As first-years and sophomores adjust to residential and academic life on campus, some are now facing a new challenge: navigating full-time residence in a hotel room.
Due to an unprecedented number of underclassmen in need of on-campus housing, some Georgetown University students received housing assignments in the Georgetown University Hotel and Conference Center, according to an email from the Office of Residential Living to students obtained by The Hoya. The university assigned students who filled out the 2021-2022 housing application late to the hotel, according to the email.
Residential Living notified approximately 80 students via email that they would be living in the hotel Aug. 4, less than three weeks before move-in for on-campus students. Meanwhile, all other students residing on campus both applied for housing and received confirmation of their residence in June.
The Aug. 4 email did not clarify why there are more students enrolled than the university can house in traditional residences.
According to Evan Peters (MSB ’24), who lives in the hotel, the university did not adequately communicate to students the logistics of moving into the hotel.
“Just knowing if I would be in the hotel was chaotic,” Peters said in an interview with The Hoya. “They didn’t know until August 4 when they emailed me. They did not give me any information, even once I knew I was in the hotel, I did not know what furniture would be in the hotel, if we had to bring our own sheets and towels, and the square footage of the hotel.”

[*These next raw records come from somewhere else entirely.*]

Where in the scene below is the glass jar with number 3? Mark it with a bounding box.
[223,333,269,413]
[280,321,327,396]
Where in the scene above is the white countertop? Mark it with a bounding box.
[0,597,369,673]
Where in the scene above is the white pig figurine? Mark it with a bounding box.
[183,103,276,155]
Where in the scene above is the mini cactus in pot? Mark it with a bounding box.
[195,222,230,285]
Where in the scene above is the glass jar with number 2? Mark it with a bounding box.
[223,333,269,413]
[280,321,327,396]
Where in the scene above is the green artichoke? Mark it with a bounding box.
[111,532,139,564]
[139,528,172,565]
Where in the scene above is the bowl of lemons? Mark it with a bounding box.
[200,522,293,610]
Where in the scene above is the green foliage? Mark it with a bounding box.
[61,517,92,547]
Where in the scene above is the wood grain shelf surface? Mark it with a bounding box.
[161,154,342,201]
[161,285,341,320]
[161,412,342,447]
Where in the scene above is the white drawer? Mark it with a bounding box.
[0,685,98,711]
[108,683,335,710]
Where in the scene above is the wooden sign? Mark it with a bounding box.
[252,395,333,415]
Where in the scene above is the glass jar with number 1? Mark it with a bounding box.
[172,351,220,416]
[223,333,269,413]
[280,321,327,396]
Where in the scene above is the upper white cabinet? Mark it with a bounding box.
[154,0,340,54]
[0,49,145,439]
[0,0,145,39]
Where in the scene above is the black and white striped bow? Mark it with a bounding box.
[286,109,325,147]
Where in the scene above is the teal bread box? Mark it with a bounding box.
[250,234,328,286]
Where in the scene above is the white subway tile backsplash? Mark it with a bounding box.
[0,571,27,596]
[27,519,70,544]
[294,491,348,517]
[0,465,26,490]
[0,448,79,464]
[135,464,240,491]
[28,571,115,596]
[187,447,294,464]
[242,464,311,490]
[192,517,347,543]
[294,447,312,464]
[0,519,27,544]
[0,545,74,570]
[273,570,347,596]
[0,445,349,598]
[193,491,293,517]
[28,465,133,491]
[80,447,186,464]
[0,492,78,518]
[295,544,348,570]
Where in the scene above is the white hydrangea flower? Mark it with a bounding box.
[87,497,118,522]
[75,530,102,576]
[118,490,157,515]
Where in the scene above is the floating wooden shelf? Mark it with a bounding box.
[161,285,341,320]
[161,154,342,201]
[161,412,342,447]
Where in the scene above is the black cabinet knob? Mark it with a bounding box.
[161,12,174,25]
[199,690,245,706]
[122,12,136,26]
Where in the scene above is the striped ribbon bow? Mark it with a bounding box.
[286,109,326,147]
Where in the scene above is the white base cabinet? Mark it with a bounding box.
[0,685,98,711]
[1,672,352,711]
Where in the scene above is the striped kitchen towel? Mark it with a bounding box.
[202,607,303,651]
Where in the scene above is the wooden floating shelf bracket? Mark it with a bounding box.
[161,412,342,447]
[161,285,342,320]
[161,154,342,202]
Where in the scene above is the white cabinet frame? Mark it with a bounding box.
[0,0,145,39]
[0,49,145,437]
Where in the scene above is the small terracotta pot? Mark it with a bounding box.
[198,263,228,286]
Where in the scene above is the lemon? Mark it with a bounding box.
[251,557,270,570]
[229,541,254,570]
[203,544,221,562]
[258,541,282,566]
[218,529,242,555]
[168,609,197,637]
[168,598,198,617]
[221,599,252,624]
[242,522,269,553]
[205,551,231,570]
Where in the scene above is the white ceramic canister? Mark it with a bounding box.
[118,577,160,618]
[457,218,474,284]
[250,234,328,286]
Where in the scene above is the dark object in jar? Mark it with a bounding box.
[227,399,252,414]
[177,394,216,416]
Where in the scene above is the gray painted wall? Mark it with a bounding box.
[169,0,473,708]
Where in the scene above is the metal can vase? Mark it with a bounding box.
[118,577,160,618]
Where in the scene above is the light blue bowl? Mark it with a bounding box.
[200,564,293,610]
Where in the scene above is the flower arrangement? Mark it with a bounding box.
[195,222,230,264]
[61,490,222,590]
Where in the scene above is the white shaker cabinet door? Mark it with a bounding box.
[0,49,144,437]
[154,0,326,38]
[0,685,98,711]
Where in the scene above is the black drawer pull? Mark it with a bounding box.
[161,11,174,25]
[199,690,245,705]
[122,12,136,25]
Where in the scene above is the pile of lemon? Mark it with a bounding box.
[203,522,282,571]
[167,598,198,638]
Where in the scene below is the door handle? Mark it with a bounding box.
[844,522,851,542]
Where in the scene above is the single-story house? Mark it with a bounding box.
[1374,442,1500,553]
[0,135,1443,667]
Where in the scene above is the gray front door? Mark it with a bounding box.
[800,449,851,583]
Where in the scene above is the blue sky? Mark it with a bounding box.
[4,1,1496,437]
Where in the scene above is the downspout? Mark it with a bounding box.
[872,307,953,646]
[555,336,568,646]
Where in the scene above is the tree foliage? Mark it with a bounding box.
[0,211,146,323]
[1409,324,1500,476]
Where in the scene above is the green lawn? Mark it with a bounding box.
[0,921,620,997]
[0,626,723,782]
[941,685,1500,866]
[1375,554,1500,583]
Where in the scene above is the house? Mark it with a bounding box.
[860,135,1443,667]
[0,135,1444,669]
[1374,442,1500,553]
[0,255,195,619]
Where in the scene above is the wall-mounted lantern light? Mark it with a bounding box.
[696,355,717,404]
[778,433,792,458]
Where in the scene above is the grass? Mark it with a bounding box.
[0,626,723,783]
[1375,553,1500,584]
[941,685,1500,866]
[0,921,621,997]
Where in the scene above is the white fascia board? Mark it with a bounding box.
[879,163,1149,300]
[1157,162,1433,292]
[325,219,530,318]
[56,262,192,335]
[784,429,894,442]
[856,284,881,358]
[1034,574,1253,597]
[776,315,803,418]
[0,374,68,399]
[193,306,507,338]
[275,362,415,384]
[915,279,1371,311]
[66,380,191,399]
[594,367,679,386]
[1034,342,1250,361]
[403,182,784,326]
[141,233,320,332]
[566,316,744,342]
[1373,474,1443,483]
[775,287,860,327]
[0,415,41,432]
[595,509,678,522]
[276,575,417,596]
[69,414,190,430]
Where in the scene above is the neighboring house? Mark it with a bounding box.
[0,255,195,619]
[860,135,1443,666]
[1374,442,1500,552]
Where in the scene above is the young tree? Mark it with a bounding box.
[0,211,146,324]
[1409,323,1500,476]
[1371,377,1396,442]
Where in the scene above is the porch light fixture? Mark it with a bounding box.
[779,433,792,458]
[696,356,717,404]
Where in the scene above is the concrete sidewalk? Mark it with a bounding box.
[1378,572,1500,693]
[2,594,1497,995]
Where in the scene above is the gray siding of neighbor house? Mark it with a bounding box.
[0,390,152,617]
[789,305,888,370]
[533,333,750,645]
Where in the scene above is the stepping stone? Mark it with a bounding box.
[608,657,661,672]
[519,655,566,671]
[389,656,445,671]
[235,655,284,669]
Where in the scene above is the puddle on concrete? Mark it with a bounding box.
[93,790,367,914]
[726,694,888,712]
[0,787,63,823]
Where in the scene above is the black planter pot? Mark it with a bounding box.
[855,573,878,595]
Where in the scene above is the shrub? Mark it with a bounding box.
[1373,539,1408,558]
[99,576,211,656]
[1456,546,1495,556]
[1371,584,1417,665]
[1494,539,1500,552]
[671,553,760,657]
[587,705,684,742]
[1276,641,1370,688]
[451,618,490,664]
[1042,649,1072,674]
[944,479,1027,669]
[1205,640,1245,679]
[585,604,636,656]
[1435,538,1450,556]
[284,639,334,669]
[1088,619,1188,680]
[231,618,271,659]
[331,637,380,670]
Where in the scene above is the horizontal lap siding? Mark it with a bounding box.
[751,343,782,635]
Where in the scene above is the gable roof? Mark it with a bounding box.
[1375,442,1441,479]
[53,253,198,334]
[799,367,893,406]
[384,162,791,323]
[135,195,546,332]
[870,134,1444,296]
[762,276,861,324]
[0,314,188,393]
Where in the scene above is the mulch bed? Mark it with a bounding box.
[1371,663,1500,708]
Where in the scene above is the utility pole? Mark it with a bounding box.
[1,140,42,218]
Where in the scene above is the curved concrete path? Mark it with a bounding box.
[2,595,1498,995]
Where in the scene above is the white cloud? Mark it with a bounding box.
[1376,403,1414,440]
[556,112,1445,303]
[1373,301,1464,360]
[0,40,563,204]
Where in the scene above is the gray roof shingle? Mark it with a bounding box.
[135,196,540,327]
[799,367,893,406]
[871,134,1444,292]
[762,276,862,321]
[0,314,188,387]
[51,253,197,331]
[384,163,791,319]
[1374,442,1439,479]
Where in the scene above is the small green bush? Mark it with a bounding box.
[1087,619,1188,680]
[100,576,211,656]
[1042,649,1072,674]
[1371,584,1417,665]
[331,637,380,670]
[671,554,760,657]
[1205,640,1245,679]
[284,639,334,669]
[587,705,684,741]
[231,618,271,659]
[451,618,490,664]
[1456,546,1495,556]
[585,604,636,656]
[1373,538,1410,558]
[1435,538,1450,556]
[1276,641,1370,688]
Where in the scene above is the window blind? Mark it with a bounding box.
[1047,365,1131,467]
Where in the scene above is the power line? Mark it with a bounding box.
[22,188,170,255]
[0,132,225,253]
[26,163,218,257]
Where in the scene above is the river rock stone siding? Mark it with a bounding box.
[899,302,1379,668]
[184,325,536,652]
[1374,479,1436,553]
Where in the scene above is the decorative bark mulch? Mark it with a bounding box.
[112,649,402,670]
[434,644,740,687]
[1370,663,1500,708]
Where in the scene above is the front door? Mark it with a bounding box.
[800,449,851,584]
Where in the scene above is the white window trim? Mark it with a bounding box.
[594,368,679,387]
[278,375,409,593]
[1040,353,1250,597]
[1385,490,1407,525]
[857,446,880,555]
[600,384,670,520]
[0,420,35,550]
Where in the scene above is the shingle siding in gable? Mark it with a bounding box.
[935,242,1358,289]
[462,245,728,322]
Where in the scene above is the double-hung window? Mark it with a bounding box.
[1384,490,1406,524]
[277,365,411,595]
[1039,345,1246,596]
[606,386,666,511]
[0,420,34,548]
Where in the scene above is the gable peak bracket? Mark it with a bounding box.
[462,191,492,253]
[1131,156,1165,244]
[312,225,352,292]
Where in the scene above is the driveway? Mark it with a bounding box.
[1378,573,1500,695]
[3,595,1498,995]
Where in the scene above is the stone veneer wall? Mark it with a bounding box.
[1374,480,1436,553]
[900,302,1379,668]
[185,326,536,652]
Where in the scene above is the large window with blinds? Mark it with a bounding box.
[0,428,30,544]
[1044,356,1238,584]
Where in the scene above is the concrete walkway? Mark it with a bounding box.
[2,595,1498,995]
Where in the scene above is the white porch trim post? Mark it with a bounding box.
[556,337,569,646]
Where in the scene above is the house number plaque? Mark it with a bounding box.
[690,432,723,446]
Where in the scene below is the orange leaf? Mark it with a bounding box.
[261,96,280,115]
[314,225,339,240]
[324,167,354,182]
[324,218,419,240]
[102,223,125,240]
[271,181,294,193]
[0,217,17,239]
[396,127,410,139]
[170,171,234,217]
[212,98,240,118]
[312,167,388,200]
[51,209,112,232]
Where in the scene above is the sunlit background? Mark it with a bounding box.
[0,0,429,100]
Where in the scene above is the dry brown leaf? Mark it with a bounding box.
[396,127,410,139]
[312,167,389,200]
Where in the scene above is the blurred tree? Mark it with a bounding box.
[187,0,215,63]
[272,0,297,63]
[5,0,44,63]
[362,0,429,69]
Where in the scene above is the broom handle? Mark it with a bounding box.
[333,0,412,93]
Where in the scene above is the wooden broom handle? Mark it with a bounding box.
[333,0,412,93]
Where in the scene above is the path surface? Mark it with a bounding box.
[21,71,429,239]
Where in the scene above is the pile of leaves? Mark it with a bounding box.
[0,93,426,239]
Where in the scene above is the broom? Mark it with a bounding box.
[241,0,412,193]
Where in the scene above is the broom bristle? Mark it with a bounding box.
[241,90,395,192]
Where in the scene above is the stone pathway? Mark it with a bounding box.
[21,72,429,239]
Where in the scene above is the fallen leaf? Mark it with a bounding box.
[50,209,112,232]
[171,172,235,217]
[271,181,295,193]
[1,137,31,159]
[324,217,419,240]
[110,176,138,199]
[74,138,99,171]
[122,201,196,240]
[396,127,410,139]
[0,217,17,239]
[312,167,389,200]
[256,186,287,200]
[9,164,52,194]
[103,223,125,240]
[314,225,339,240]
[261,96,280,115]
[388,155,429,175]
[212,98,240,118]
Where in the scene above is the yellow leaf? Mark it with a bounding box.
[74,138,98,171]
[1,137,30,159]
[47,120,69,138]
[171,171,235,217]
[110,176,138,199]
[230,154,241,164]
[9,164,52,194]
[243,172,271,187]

The hotel provides students with linens, pillows and housekeeping services three times a week, according to the Fall 2021 Residential Living Hotel Resource Guide. Students in the hotel do not have on-site laundry and must go to Arrupe Hall or Henle Village to access washers and dryers, according to the email, though the university has added more money in their laundry and print accounts than other on-campus students.
Even with these resources, Peters said students in the hotel feel unfairly neglected.
“It feels like the hotel students were kind of forgotten about,” Peters said. “I feel like that and a lot of the other hotel people feel the same way. I understand we made a mistake and we’re a small group on campus, but it still feels like no one cares.”
When asked for comment, a university spokesperson redirected The Hoya to the Aug. 4 email from Residential Living.
For Akil Cole (COL ’24), however, the hotel experience has not been entirely negative.
“I think every aspect of my college experience has been nontraditional, so I was like, why not another thing?” Cole said in an interview with The Hoya. “It would have been nice to have a communal kitchen, but I am glad with the selection, and in hindsight I would have done the same thing.”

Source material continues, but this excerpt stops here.